2013-14 Innovations in Graduate Education

The following proposals, selected through a competitive process in spring 2013, began in the 2013-2014 academic year.

Track 1: Supporting Graduate Specializations
During the 2013-14 academic year the Graduate School has provided support for four new graduate specializations.

  • Culture, Identity, and Politics (CIP) Graduate Specialization – The CIP specialization will bring together scholars with shared interests in using the theories and methods of cultural studies – and its attention to narrative, identity, discourse, and representation – to questions of political power, order and change. Jointly sponsored by the Departments of Political Science and English, graduate students designed to draw students from any program at the UO will be eligible and encouraged to apply.
     
  • Graduate Specialization in Neuroscience – Anchored in the Biology and Psychology departments, the graduate specialization in neuroscience has two overriding objectives. The first is to produce innovative, intellectually critical, and experimentally skilled neuroscientists with an interdisciplinary outlook. The second is to foster interdisciplinary research at the intersection between cellular neuroscience and cognitive neuroscience. Although UO is already a nationally recognized center for neuroscience research, this graduate specialization will for establish for the first time a common curriculum across the neurosciences in Biology and Psychology.
     
  • Specialization in Spanish Language Psychological Service and Research – The rapid increase in Spanish-speaking populations in the U.S., barriers to educational and mental health access have created a need for psychological services for monolingual Spanish-speaker. In response to this need, the Counseling Psychology program has sponsored a specialization in Spanish language psychology service and research for graduate students possessing conversational Spanish language skills.
     
  • Graduate Specialization in Food Studies – Food is central to human life and in the past five years food has emerged as a new and vibrant area of study among UO faculty and students. The Food Studies graduate specialization builds on this foundation to create an inclusive and developmental process. The specialization, open to students from any discipline, offers more space to collaborate, innovate and publish within this burgeoning academic field.   

 

Track 2: Recruiting and Retaining Diverse Graduate Students
The second track for Innovations in Graduate Education is a recurring theme focused on diversity in graduate education.
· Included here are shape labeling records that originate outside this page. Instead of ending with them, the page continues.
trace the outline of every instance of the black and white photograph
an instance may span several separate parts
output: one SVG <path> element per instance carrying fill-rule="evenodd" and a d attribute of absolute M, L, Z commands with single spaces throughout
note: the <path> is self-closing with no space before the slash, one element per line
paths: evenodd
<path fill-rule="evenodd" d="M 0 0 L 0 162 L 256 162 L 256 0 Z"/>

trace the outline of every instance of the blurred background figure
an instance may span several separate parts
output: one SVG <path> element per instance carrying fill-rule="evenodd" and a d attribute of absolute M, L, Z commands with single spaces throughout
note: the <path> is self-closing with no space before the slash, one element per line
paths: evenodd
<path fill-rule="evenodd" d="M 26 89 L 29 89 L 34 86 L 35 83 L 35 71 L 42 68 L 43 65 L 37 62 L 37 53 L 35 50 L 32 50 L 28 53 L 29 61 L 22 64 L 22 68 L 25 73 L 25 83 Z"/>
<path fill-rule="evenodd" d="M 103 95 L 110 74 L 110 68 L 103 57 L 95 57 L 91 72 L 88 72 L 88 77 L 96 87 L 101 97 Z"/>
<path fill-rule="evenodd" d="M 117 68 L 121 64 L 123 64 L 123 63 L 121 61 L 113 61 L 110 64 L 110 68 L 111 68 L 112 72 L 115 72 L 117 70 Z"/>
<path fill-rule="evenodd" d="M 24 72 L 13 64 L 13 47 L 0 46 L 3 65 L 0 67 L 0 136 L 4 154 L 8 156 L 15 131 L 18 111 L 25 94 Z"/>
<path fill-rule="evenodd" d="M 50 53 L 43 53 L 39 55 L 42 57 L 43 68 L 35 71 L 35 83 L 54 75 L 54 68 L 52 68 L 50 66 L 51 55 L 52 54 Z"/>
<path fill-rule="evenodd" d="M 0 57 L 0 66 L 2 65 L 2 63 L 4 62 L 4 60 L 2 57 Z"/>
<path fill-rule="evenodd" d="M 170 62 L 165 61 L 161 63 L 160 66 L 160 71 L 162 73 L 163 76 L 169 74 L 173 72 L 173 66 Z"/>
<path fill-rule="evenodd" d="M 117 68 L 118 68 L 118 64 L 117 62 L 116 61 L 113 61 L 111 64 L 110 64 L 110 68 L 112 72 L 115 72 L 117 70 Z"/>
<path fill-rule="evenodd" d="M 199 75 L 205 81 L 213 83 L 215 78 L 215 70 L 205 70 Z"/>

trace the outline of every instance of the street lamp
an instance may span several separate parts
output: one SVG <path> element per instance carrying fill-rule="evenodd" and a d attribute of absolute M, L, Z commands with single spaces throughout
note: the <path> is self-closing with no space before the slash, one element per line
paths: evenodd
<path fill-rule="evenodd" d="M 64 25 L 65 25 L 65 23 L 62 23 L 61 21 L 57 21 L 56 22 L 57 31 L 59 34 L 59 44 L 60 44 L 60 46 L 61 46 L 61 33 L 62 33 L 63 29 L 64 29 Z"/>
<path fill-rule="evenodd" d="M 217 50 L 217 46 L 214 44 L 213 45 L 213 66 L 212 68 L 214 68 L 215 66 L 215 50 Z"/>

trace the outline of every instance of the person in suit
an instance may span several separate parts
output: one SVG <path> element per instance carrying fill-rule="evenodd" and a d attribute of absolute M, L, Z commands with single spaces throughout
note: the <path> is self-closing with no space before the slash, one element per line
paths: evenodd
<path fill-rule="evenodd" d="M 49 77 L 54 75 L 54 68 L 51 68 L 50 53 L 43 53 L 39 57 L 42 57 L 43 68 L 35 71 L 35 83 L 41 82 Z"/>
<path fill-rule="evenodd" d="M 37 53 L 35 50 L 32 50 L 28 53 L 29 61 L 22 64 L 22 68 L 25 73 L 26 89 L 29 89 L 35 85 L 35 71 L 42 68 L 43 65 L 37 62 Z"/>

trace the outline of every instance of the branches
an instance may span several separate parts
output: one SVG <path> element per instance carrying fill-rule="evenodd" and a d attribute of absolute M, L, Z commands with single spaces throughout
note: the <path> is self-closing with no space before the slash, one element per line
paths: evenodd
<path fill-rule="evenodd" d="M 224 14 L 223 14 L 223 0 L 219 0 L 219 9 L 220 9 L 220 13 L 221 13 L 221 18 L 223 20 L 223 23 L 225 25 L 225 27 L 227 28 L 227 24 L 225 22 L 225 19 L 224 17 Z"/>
The Graduate School has partnered with the Center on Diversity and Community (CoDaC) to provide expertise and seed funding to:

  1. Develop effective recruitment and retention strategies to attract and retain a more diverse graduate student body, broadly defined, and;
  2. Create inclusive learning environments for all graduate students.

This year the Department of Architecture received funding in recognition of their commitment to promoting a diverse and inclusive environment within the department. Now in its third year, previous Track 2 recipients include Couples & Family Therapy, Summer Program for Undergraduate Research (SPUR), Anthropology, and the Institute of Neuroscience (ION).

“The Graduate School is so pleased to see such a high level of commitment from our graduate programs to creating inclusive student environments and in recognizing the vital importance of recruiting and retaining diverse students," said Mia Tuan, Associate Dean of the Graduate School and Director of CoDaC.